— Come ti ammiro Odda! esclamò la povera zia. Tu sei così generosa, ed io invece ho il cuore pieno di fiele contro Leoni perchè non mi ama. Odio lui, odio tutte le persone che sono amate e felici. Vorrei far dei dispetti a tutti, e sento che se li vedessi miserabili ne godrei.

— Oh, zia!

— È orribile, Odda, ma è vero. Non so che fare di me stessa; mi sento vecchia e non mi ci so rassegnare; mi sento inutile al mondo; non so a chi voler bene.

— Non ne vuoi un poco a me, zia? Non vuoi che io cerchi di consolarti?

— Sì, Odda. È questo che volevo da te. Dimmi; non hai bisogno di una stupida creatura che sappia togliere la polvere a' tuoi quadri, che ti sostenga la tavolozza? Mi pare che accanto a te, col tuo nobile esempio, lontana dalla società leggera e pettegola, mi affliggerei meno d'invecchiare. Potrei imparare ad occuparmi di qualche cosa meno irritante che il mio miserabile idillio morto, che non mi riesce di galvanizzare.

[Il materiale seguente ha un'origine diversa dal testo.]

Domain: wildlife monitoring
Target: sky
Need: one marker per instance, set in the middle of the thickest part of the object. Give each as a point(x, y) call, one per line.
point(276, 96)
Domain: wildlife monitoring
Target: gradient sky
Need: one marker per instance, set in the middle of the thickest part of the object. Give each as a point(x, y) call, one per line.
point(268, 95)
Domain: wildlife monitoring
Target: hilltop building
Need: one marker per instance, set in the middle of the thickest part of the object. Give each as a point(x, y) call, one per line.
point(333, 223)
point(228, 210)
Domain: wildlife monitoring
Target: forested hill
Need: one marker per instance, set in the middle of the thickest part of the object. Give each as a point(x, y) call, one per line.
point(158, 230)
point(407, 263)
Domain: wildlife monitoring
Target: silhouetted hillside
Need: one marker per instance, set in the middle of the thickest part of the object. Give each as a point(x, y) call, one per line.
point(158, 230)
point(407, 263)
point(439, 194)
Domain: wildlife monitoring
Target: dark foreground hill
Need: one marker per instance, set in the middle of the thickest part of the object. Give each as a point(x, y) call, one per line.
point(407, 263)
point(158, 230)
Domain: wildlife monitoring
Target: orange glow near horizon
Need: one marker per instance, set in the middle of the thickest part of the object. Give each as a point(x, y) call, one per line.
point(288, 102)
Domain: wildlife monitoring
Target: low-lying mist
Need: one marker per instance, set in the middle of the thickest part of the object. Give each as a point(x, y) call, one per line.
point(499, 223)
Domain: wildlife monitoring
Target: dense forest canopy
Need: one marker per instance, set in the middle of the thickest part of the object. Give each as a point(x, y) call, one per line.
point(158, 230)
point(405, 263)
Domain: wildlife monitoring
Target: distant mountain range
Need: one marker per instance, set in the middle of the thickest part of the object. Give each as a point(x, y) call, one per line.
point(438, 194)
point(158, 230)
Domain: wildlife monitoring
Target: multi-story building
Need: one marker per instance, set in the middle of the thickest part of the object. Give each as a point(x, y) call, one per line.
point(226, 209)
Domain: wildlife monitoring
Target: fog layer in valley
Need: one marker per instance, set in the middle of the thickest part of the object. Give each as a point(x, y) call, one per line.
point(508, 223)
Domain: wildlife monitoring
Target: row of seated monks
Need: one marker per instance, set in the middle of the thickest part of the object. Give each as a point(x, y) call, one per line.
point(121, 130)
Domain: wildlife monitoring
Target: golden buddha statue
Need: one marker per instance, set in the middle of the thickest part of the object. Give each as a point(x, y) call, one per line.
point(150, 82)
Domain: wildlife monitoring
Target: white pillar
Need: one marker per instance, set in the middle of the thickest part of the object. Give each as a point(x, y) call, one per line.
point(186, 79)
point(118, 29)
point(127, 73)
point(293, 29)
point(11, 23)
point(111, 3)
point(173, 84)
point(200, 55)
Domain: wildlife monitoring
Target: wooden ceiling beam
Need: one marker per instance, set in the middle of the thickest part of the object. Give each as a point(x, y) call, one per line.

Odda le aperse le braccia e le disse con tutta cordialità:

— Sii la benvenuta, zia, nella mia villa modesta. Vedrai che non ci starai troppo male. I bimbi del paese ti ammireranno quando spiegherai loro i profondi misteri del sillabario, come il protagonista del tuo idillio non t'ha ammirata mai. E quando racconterai loro le storie dei Greci e dei Romani, ti vorranno bene come egli non te ne ha mai voluto.

— Quanti compensi trovi nel tuo bel cuore, Odda. Mi porterò un baule di sillabari; ed imparerò a memoria tutta la storia universale di Cesare Cantù.

— Troppo zelo, cara zia. Pensa che avrai altro a fare, ed il tuo tempo sarà prezioso laggiù. Vi saranno i vecchi poveri che aspetteranno un brodo per riscaldarsi lo stomaco; i malati poveri che avranno bisogno della medicina; vi sarà della gente che avrà fame; dell'altra che avrà freddo; e dei poveri piccini che il Padre Eterno, in un momento di distrazione, avrà mandati al mondo senza ricordarsi di provvederli del loro piccolo bagaglio di fascie e pannolini. Tu penserai a tutti. E quella gente ti sarà riconoscente, e ti benedirà, come non ha mai pensato ad esserti riconoscente ed a benedirti quello dell'idillio il quale non ha voluto neppure farti benedire dal prete.

— E nessuno sorriderà ironicamente, perchè sono vecchia?